Türbanın üniversitelerde bir problem olarak görülmemesi gerektiğine dikkat çeken Kılıçdaroğlu, üniversitelerin özgür kurumlar olması gerektiğini vurgulayarak, "İlköğretim ve kamuda olmaz. Niye erkekler sürekli olarak bunu gündeme getiriyor da kadınlar getirmiyor? Sayın Başbakan, bunu siyasallaştırıyor. Bizim düşüncelerimiz çok net ve açık ama Başbakan net değil. İşin garip tarafı, bu soru hep size sorulur. Niye sayın Başbakan'a sorulmaz? Doğu ve Güneydoğu'nun sorunu, niye Başbakan'a sorulmaz? Ülkenin başbakanı bensem, bana sorulsun." şeklinde konuştu.
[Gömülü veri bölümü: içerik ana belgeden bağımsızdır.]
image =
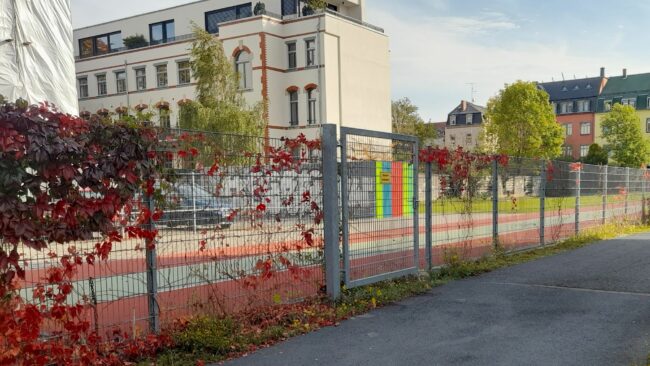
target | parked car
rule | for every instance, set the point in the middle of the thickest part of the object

Hipermarketler Kanunu ile ilgili bir soruya ise, "Bu yasanın Parlamento'dan geçmesini istiyorlar ama geçirmiyorlar. Biz değil, hükümet geçirmiyor. Esnafı perişan ettiler. Esnafın ne olduğunu bilmeyen bir kişi, ülkeyi doğru yönetemez." diye cevap verdi.
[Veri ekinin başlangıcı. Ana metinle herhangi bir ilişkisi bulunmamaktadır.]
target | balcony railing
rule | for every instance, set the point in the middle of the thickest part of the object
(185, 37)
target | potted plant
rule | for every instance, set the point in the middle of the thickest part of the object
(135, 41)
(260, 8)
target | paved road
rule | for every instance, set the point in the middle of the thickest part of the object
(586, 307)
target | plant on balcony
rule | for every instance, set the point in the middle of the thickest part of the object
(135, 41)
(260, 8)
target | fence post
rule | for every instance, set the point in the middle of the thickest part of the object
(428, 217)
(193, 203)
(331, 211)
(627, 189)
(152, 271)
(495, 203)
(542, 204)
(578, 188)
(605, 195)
EBSO Meclis Başkanı Mehmet Tiryaki ise demokrasinin sağlıklı işleyebilmesi için iktidar kadar muhalefetin de sorumluluğu bulunduğunu söyledi. Tiryaki, "Hepimiz, ülkemizin geleceği adına birlikte hareket etmeliyiz. 2011, seçim yılı olacak. Geçmişteki siyasi gerginliklerin ülkemize nelere mal olduğu açıktır. Görüş ayrılıkları elbette olacaktır. Hepimize düşen görev, birlikte hareket etmektir." dedi.
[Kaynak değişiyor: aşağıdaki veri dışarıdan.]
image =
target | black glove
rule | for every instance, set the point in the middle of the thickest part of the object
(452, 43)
EBSO Yönetim Kurulu Başkanı Ender Yorgancılar da, "Toplantıyı hem Sayın Genel Başkan'ın ekonomi ve sanayiye yönelik görüşlerini almak hem de sanayiciler olarak konularımızı ve beklentilerimizi aktarabilmek için düzenledik. Sanayiciler olarak, ülkemizde istikrar ve güven ortamı istiyoruz. Kurumlar arası çatışma değil uzlaşma, gündemin siyaset değil, ekonomi olmasını arzu ediyoruz. 2023 hedeflerimize, daha çok üreterek ve daha çok çalışarak ulaşacağımız bilinciyle birlikte başaracağımıza olan inancım tamdır." diye konuştu.